Nicht zur Gänze. Die Berechnungsgrundlage nimmt der Sächsische Rechnungshof nicht auseinander. Aber wenn es an die Details geht, zeigt er schon, dass die gewählte Bezugsgröße Nonsens ist und mit der sächsischen Realität nicht vereinbar. Das hätte Tillich durchaus noch nachholen können. Immerhin sind fast fünf Jahre vergangen seit seiner forschen Ankündigung. Jedes einzelne Ressort hätte fundierte Bedarfs- und Personalentwicklungspläne vorlegen können. Das wäre der notwendige Abgleich mit der Realität gewesen. Aber fünf Jahre lang hat die komplette Ministerriege diese Arbeit verweigert. Stattdessen sind die Streichkonzerte an Hochschulen, Schulen und in der Polizei einfach eingeleitet worden.

Am Montag, 14. April, hat der Sächsische Rechnungshof nun seinen Sonderbericht zum Personalabbau veröffentlicht. Und das Fazit lautet schlicht: “Zur Steuerung dieser radikalen Veränderungen in der Staatsverwaltung ist ein personalwirtschaftliches Konzept erforderlich.”

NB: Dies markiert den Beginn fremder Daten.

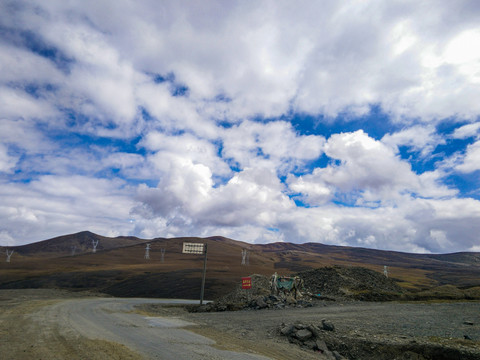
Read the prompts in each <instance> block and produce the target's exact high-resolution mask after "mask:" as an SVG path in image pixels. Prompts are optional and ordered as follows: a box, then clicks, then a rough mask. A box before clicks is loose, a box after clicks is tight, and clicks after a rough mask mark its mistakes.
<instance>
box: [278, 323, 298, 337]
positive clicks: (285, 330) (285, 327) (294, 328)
mask: <svg viewBox="0 0 480 360" xmlns="http://www.w3.org/2000/svg"><path fill="white" fill-rule="evenodd" d="M294 331H295V326H293V325H284V326H283V327H282V328H281V329H280V333H281V334H282V335H283V336H289V335H291V334H292V333H293V332H294Z"/></svg>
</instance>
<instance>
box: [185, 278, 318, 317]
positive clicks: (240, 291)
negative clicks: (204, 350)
mask: <svg viewBox="0 0 480 360" xmlns="http://www.w3.org/2000/svg"><path fill="white" fill-rule="evenodd" d="M250 277H251V278H252V288H251V289H242V288H241V285H239V286H238V287H237V288H236V289H235V290H234V291H232V292H231V293H229V294H226V295H225V296H223V297H222V298H220V299H217V300H215V301H213V302H211V303H208V304H206V305H203V306H189V307H187V309H188V310H189V311H191V312H210V311H236V310H248V309H251V310H260V309H285V308H289V307H298V308H303V307H310V306H313V305H312V303H311V302H310V301H309V300H310V299H309V298H308V297H307V298H302V297H301V295H299V296H297V299H295V298H294V297H293V296H292V295H288V296H283V295H272V294H271V291H270V279H269V278H267V277H266V276H264V275H258V274H253V275H251V276H250Z"/></svg>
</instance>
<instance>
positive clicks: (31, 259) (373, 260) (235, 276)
mask: <svg viewBox="0 0 480 360" xmlns="http://www.w3.org/2000/svg"><path fill="white" fill-rule="evenodd" d="M96 241H98V245H97V249H96V253H93V251H92V250H93V244H92V243H93V242H96ZM183 242H198V243H206V244H207V245H208V260H207V278H206V290H205V297H206V298H215V297H217V296H221V295H222V294H225V293H226V292H228V291H229V290H231V289H232V288H234V287H235V286H236V284H238V282H239V281H240V278H241V277H242V276H248V275H250V274H262V275H266V276H270V275H271V274H273V273H274V272H277V273H279V274H283V275H288V274H291V273H297V272H301V271H307V270H312V269H317V268H322V267H325V266H332V265H341V266H347V267H349V266H362V267H365V268H368V269H371V270H374V271H377V272H379V273H382V274H383V270H384V266H388V275H389V277H390V278H392V279H394V280H395V281H396V282H397V283H398V284H399V285H400V286H402V287H403V288H405V289H413V290H421V289H425V288H429V287H433V286H439V285H445V284H453V285H455V286H459V287H472V286H480V253H456V254H441V255H432V254H409V253H401V252H393V251H381V250H374V249H365V248H353V247H341V246H331V245H324V244H318V243H306V244H292V243H272V244H249V243H244V242H241V241H236V240H232V239H227V238H223V237H218V236H214V237H209V238H191V237H185V238H173V239H165V238H156V239H150V240H147V239H139V238H136V237H117V238H109V237H104V236H100V235H97V234H93V233H91V232H87V231H85V232H81V233H77V234H71V235H65V236H60V237H56V238H53V239H49V240H45V241H40V242H37V243H32V244H28V245H23V246H18V247H14V248H12V249H13V250H15V253H14V255H13V256H12V258H11V262H9V263H7V262H5V261H1V262H0V288H42V287H43V288H69V289H77V290H82V289H90V290H95V291H101V292H106V293H109V294H112V295H116V296H152V297H184V298H198V296H199V295H198V294H199V292H200V278H201V274H202V268H203V256H201V255H188V254H182V245H183ZM147 243H149V244H150V248H151V249H150V259H145V247H146V244H147ZM242 250H247V251H248V258H247V259H246V260H247V262H248V264H245V265H242ZM0 251H1V252H0V253H4V252H5V250H4V249H1V250H0ZM162 252H163V261H162Z"/></svg>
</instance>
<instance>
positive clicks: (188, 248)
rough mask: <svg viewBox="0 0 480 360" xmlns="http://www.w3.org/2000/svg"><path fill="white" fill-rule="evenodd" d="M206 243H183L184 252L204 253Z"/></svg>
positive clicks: (183, 249) (189, 253) (184, 253)
mask: <svg viewBox="0 0 480 360" xmlns="http://www.w3.org/2000/svg"><path fill="white" fill-rule="evenodd" d="M204 246H205V244H199V243H183V251H182V252H183V253H184V254H198V255H202V254H203V253H204Z"/></svg>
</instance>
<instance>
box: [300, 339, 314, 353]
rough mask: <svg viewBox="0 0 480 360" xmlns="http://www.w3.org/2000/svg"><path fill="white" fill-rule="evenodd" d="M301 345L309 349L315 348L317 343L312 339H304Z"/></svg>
mask: <svg viewBox="0 0 480 360" xmlns="http://www.w3.org/2000/svg"><path fill="white" fill-rule="evenodd" d="M303 345H304V346H306V347H307V348H309V349H311V350H315V349H316V348H317V343H316V341H315V340H313V339H309V340H307V341H305V342H304V343H303Z"/></svg>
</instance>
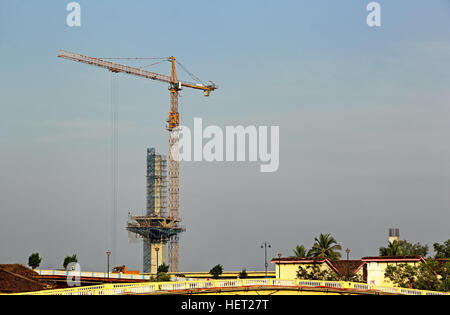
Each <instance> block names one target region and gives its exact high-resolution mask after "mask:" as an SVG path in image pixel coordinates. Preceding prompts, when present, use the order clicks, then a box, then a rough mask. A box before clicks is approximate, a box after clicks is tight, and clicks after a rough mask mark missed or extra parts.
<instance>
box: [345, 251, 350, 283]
mask: <svg viewBox="0 0 450 315" xmlns="http://www.w3.org/2000/svg"><path fill="white" fill-rule="evenodd" d="M345 252H346V253H347V281H349V280H350V266H349V264H348V258H349V255H350V249H348V248H347V249H346V250H345Z"/></svg>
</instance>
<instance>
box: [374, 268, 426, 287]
mask: <svg viewBox="0 0 450 315" xmlns="http://www.w3.org/2000/svg"><path fill="white" fill-rule="evenodd" d="M421 263H422V262H397V263H396V262H389V263H388V262H367V284H369V285H377V286H395V285H394V284H393V283H392V282H391V281H390V280H389V279H387V278H385V277H384V273H385V272H386V268H387V266H389V265H402V264H408V265H411V266H415V265H416V264H421Z"/></svg>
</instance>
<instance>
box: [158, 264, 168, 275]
mask: <svg viewBox="0 0 450 315" xmlns="http://www.w3.org/2000/svg"><path fill="white" fill-rule="evenodd" d="M168 272H169V265H166V264H162V265H160V266H159V267H158V273H168Z"/></svg>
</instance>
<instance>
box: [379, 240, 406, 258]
mask: <svg viewBox="0 0 450 315" xmlns="http://www.w3.org/2000/svg"><path fill="white" fill-rule="evenodd" d="M402 255H403V249H402V246H401V244H400V242H398V241H396V240H395V241H393V242H392V243H391V242H389V245H388V247H380V256H402Z"/></svg>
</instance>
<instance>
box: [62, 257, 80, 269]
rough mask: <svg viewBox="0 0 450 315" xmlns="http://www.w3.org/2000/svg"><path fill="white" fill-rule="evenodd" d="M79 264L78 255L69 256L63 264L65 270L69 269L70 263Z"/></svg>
mask: <svg viewBox="0 0 450 315" xmlns="http://www.w3.org/2000/svg"><path fill="white" fill-rule="evenodd" d="M77 262H78V258H77V255H75V254H73V255H72V256H67V257H66V258H64V263H63V266H64V269H67V266H68V265H69V264H70V263H77Z"/></svg>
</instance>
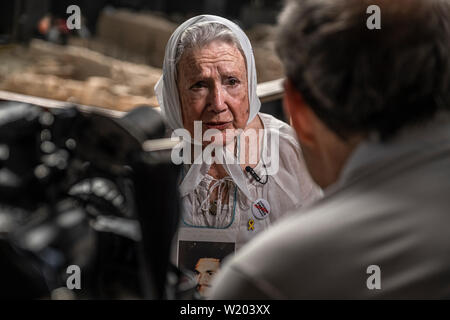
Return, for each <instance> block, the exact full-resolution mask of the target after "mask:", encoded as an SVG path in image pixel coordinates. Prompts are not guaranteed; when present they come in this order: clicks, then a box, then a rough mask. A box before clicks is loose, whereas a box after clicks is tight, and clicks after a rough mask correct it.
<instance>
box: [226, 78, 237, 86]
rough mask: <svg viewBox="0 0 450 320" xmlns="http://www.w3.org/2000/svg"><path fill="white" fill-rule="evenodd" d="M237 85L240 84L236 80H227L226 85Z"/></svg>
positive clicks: (236, 79) (228, 79)
mask: <svg viewBox="0 0 450 320" xmlns="http://www.w3.org/2000/svg"><path fill="white" fill-rule="evenodd" d="M239 83H240V82H239V80H238V79H236V78H228V84H229V85H230V86H235V85H238V84H239Z"/></svg>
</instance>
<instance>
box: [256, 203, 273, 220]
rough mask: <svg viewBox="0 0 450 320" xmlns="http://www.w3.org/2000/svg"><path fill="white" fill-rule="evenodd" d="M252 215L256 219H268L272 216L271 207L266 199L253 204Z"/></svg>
mask: <svg viewBox="0 0 450 320" xmlns="http://www.w3.org/2000/svg"><path fill="white" fill-rule="evenodd" d="M252 213H253V215H254V216H255V218H256V219H260V220H263V219H266V218H267V217H268V216H269V214H270V205H269V202H267V200H266V199H258V200H256V201H255V202H253V204H252Z"/></svg>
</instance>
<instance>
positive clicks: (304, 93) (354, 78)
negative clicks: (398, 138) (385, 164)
mask: <svg viewBox="0 0 450 320" xmlns="http://www.w3.org/2000/svg"><path fill="white" fill-rule="evenodd" d="M369 4H375V5H378V6H379V7H380V9H381V29H380V30H369V29H368V28H367V26H366V21H367V19H368V17H369V15H368V14H367V13H366V10H367V7H368V5H369ZM276 46H277V52H278V54H279V55H280V57H281V60H282V61H283V64H284V67H285V70H286V73H287V76H288V78H289V79H290V80H291V81H292V83H293V84H294V85H295V87H296V89H297V90H298V91H299V92H300V93H301V94H302V96H303V98H304V100H305V101H306V102H307V103H308V105H309V106H310V108H311V109H312V110H313V111H314V112H315V113H316V115H317V116H318V117H319V118H320V119H321V120H322V121H323V122H324V123H325V124H326V125H327V126H328V127H329V128H330V129H331V130H333V131H334V132H335V133H337V134H338V135H340V136H341V137H348V136H349V135H351V134H354V133H370V132H376V133H378V134H379V136H380V137H381V138H382V139H384V140H387V139H389V138H390V137H392V136H393V135H394V134H395V133H396V132H397V131H399V130H400V129H402V128H403V127H404V126H407V125H410V124H414V123H419V122H423V121H425V120H427V119H430V118H432V117H433V116H434V115H435V114H436V113H437V111H439V110H447V111H448V110H450V3H449V1H448V0H409V1H400V0H395V1H393V0H371V1H366V0H290V1H289V2H288V4H287V6H286V8H285V9H284V11H283V13H282V14H281V15H280V17H279V31H278V37H277V44H276Z"/></svg>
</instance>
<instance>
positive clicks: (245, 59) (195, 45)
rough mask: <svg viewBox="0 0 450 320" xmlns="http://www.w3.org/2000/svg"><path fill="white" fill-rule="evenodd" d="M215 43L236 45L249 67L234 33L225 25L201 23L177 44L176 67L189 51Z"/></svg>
mask: <svg viewBox="0 0 450 320" xmlns="http://www.w3.org/2000/svg"><path fill="white" fill-rule="evenodd" d="M213 41H223V42H226V43H229V44H232V45H234V46H235V47H236V48H237V49H238V50H239V51H240V52H241V54H242V57H243V58H244V61H245V64H246V65H247V60H246V59H245V54H244V51H243V50H242V47H241V44H240V43H239V40H238V39H237V37H236V36H235V35H234V33H233V31H231V29H230V28H228V27H227V26H225V25H224V24H221V23H217V22H201V23H198V24H194V25H192V26H190V27H189V28H186V30H184V31H183V33H182V34H181V37H180V41H179V42H178V44H177V49H176V54H175V65H178V62H180V60H181V57H182V56H183V53H185V52H186V51H188V50H189V49H201V48H203V47H204V46H206V45H208V44H210V43H211V42H213Z"/></svg>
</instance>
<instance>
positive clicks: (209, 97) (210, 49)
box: [177, 41, 249, 143]
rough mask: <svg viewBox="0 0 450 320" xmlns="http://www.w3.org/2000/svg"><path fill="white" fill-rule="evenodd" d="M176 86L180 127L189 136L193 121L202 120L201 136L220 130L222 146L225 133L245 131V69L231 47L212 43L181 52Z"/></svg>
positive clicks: (247, 114)
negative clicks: (203, 134) (227, 130)
mask: <svg viewBox="0 0 450 320" xmlns="http://www.w3.org/2000/svg"><path fill="white" fill-rule="evenodd" d="M177 86H178V93H179V95H180V100H181V110H182V114H183V125H184V127H185V128H186V129H187V130H188V131H189V132H190V133H191V135H192V136H193V135H194V121H202V136H203V134H204V132H205V131H206V130H208V129H217V130H220V132H221V133H222V136H223V138H224V140H223V143H226V140H225V132H226V130H234V129H244V128H245V126H246V124H247V120H248V117H249V100H248V83H247V68H246V65H245V60H244V57H243V56H242V54H241V52H240V51H239V49H237V48H236V47H235V46H234V45H232V44H228V43H226V42H222V41H214V42H211V43H210V44H208V45H206V46H205V47H203V48H201V49H191V50H189V51H187V52H185V53H184V54H183V55H182V57H181V59H180V62H179V63H178V81H177ZM231 132H232V131H228V134H229V133H231ZM227 138H228V139H227V140H229V139H230V136H229V135H228V136H227Z"/></svg>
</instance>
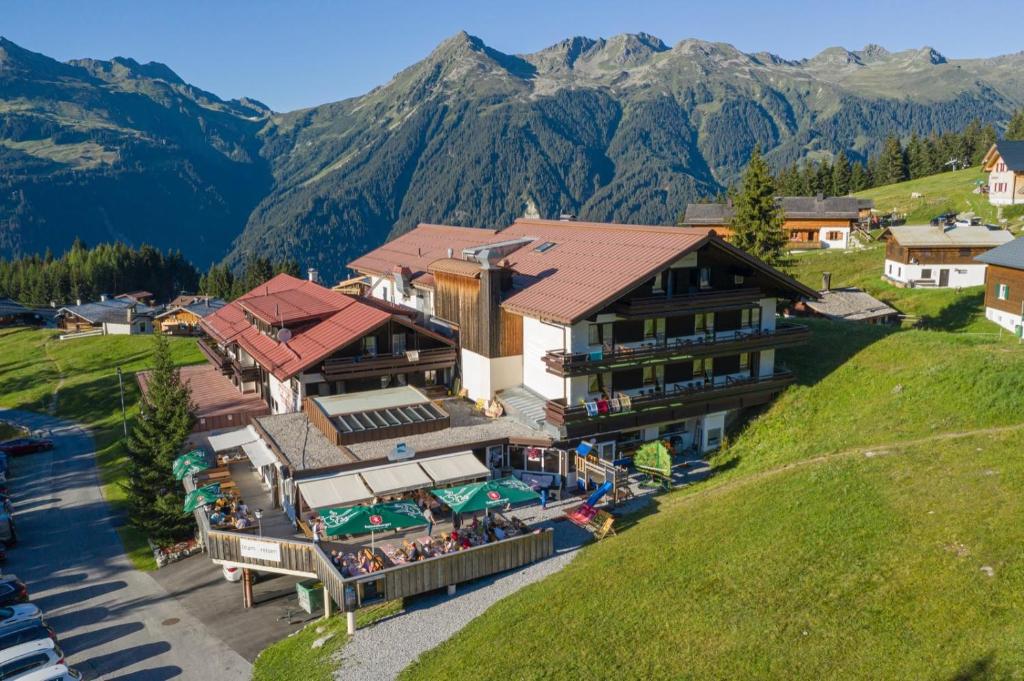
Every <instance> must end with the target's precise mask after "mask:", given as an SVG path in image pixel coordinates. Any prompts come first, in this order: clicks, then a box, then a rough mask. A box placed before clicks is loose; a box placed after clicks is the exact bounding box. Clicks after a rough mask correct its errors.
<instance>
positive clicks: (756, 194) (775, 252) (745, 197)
mask: <svg viewBox="0 0 1024 681" xmlns="http://www.w3.org/2000/svg"><path fill="white" fill-rule="evenodd" d="M733 208H734V209H735V210H734V213H733V217H732V222H731V225H730V226H731V227H732V231H733V238H732V243H733V244H734V245H735V246H737V247H738V248H741V249H743V250H744V251H746V252H748V253H750V254H751V255H754V256H756V257H758V258H761V259H762V260H764V261H765V262H767V263H768V264H771V265H774V266H776V267H782V266H785V265H786V264H787V259H786V253H785V243H786V238H785V233H784V232H783V230H782V222H783V217H782V209H781V208H780V207H779V206H778V204H777V203H776V202H775V183H774V182H773V181H772V176H771V171H770V170H769V169H768V164H767V163H765V160H764V158H762V156H761V147H760V145H758V146H755V147H754V152H753V154H751V161H750V163H749V164H748V166H746V172H745V173H744V174H743V185H742V188H741V189H740V190H739V193H738V194H737V195H736V197H735V199H734V200H733Z"/></svg>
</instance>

Es gibt keins. Nirgendwo. Der SRH formuliert es etwas zurückhaltender: “Der Sächsische Rechnungshof hat bei seiner Prüfung festgestellt, dass die konkrete Umsetzung des notwendigen Stellenabbaus bis 2020 in wesentlichen Teilen noch nicht bestimmt ist. Ein Konzept bei der Personalplanung fehlt also.”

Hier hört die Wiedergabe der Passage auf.